2021-03-04T08:01:27.883Z


Retailers are putting pressure on openings with their own concept. He desperately needs it: The deforestation in Bavarian city centers can only be limited, no longer prevented.


Retailers are putting pressure on openings with their own concept.

He desperately needs it: The deforestation in Bavarian city centers can only be limited, no longer prevented.

Munich / Weilheim - Historic houses, colorful, well-tended facades - there is a reason why Weilheim is a figurehead for the entire Free State if you want to show how inner cities could work.

But now bigger and bigger cracks are showing in the idyllic picture.

Many long-established companies will not survive the corona lockdown *.

Café Krönner in the center of Weilheim was an institution since 1868. It survived two world wars.

But now it's over.

Two houses down a bakery - closed forever.

Right next to it the Hapfelmeier sports shop - abandoned.

A total of eight Weilheim inner-city commercial buildings are empty.


Lockdown in Bavaria: Germany's oldest department store is also critical

A business that wants to stay is also affected.

The Weilheim department store Rid has a special status to defend: that of the oldest German department store.

This, too, loses its attractiveness with every new gap in the neighborhood.

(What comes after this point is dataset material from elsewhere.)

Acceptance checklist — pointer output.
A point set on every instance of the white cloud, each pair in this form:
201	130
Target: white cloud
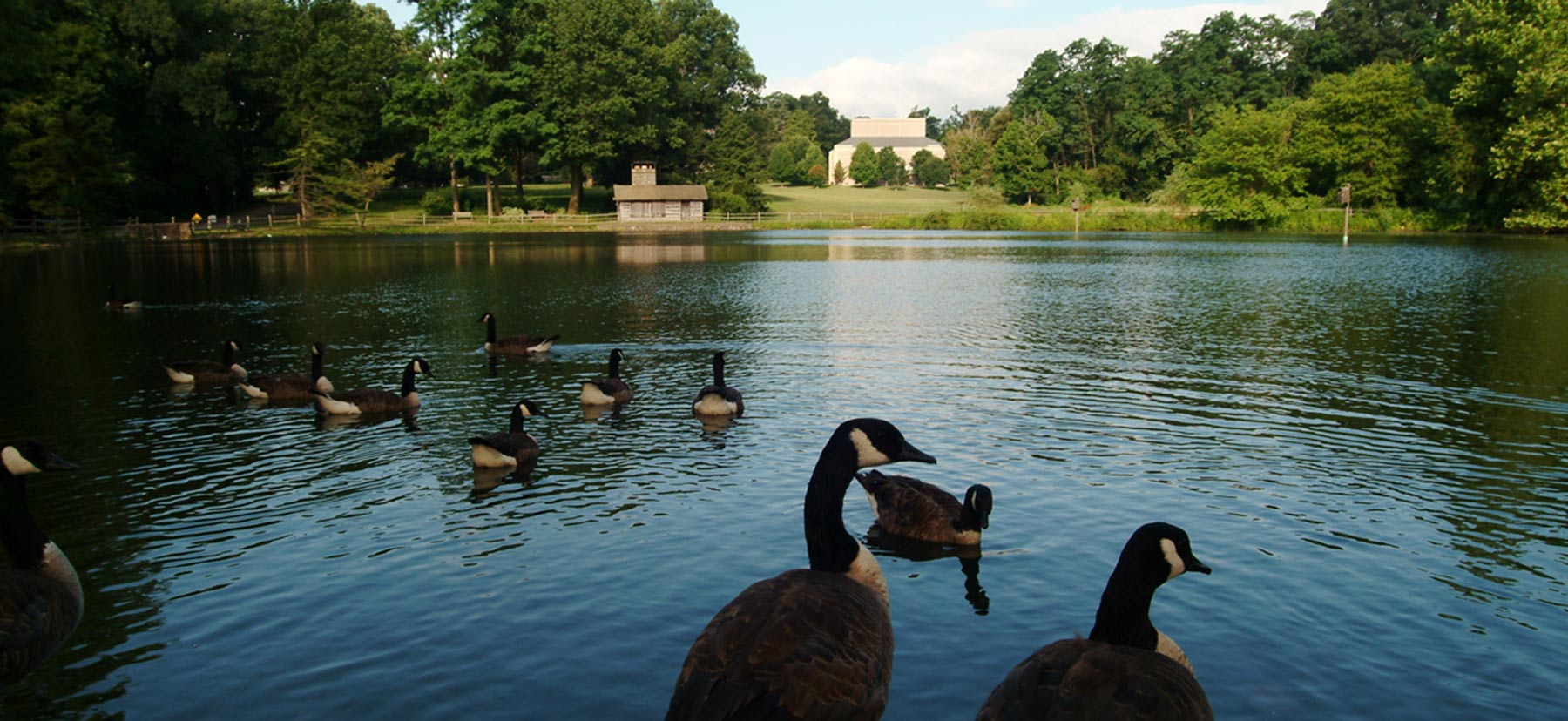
983	66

"It's not five to twelve, it's twelve," said managing director Florian Lipp when he and 27 other inner-city associations pleaded for openings for Weilheim, Bavaria's Minister of Economic Affairs, Hubert Aiwanger (Free Voters).

Including such well-known gems as Bad Tölz, Penzberg or Garmisch-Partenkirchen - each a tourist magnet in itself.

But there are also others who saw each other at the very beginning.

For example the post-war refugee settlement Geretsried.

“In recent years, we have created a city center for the first time in our history,” says Ludwig Schmid, chairman of the city center association there.

"And now there is no more life there."


"The long-term consequences are fatal," says Thomas Grasegger, who runs a traditional costume store in Garmisch-Partenkirchen.

He speaks of an 80 percent loss of sales and refers to the supply chains through which this slump eats its way through Bavaria and neighboring countries.

He calls the weaving mill in the Upper Palatinate, the sewing mills in the Czech Republic and other Eastern European countries - all deeply in the red.

“We will soon no longer have a European clothing manufacturer,” he fears.


End of lockdown required: retailers suggest "opening matrix" - it is also about capacity utilization

It's not just trade that is suffering.

Nina Hugendubel, the chairwoman of City Partner Munich, may well reopen her traditional Munich bookstore.

But what good is all of this if you only find wasteland in the area.

"At least the outdoor catering should be able to open", says Wolfgang Fischer, the managing director of City Partner Munich.

That is also safer with hygiene concepts, "than when hundreds of people with coffee-to-go cups are standing close together at Gärtnerplatz".

On Wednesday, retailers presented an "opening matrix" which not only depends on the incidence and thus the positive test results, but also on the burden on the health system with people who are actually sick.

The dealers rely on a step-by-step plan from the Robert Koch Institute *.

Under an incidence of 35, all shops are allowed to open.

But also for incidences up to 50 - if the occupancy of the regional intensive care beds with Covid patients is not more than 12 percent.

or even up to 100 if the intensive care bed utilization does not exceed five percent.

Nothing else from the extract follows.